The Kinetics of RNA Release from MRGs Is Dependent on GRSF1

(A) Confocal analysis of 143B infected with pLKO or GRSF1 RNAi2-carrying lentiviruses after 60 min of BrU pulse and 0 or 90 min of chase with uridine. The parameters used for the entire analysis were identical for both conditions. Note that the thresholds were set up so that only the BrU foci could be visualized.

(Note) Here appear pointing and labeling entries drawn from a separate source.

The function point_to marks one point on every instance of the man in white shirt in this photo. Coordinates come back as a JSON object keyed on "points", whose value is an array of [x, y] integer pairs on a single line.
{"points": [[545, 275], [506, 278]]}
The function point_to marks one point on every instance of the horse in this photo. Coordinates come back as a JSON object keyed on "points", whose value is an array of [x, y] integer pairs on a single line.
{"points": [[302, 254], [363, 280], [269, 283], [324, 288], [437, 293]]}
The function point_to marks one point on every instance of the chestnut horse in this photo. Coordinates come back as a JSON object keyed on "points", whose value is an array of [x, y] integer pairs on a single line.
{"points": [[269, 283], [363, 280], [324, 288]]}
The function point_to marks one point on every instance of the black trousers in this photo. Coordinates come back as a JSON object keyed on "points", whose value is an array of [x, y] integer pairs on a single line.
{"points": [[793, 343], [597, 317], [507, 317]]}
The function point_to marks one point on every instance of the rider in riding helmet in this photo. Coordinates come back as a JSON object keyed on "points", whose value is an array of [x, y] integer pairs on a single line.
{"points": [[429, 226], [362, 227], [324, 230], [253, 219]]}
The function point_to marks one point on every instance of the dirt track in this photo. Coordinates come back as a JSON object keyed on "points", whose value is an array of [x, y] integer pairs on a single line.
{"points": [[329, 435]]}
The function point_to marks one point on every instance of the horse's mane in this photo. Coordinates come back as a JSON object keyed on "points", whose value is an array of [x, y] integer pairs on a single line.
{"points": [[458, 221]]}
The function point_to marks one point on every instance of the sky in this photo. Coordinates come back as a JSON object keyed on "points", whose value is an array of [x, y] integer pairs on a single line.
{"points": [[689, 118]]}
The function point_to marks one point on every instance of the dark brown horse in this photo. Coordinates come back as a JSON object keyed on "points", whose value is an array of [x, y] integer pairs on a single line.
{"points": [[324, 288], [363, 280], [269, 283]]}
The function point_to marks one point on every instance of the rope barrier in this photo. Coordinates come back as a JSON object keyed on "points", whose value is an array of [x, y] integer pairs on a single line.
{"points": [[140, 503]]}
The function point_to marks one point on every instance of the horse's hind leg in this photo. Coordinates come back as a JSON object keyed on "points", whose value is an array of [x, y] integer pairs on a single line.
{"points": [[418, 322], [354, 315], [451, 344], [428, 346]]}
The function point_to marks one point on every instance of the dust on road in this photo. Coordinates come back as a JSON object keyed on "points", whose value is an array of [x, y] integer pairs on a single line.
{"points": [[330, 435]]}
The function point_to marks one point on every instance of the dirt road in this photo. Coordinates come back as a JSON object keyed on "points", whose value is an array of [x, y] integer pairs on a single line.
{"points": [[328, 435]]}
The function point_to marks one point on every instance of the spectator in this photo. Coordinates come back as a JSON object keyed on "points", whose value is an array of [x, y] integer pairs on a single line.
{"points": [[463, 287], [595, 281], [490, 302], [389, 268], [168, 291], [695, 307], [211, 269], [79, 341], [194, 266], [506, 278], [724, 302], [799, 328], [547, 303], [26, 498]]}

(B) Confocal analysis of endogenous GRSF1 and Tom20 in pLKO or GRSF1 RNAi2-infected cells. The parameters used for the entire analysis were identical for both conditions.

(C) Number of cells with BrU foci after 60 min of BrU pulse and up to 180 min of chase with uridine in 143B cells infected with pLKO or GRSF1 RNAi2-carrying lentiviruses. Cells were counted using widefield microscopy. Data are shown as mean ± SEM (n = 3).

(D) Confocal analysis of BrU pulse chase of mixed control (green) and GRSF1 RNAi2 cells. Control 143B cells were infected with lentiviruses carrying an empty pLKO vector and lentiviruses carrying the GFP gene (pLKO + GFP), whereas GRSF1-depleted cells were infected with lentiviruses expressing GRSF1 RNAi2. All control cells were found to express GFP (data not shown). The two cell populations were mixed, selected with puromycin for 24 hr to eliminate those cells that would not have been infected by lentiviruses, and incubated with BrU for 60 min before chase with uridine. Cells were immunostained with anti-BrU and anti-Tom20 antibodies.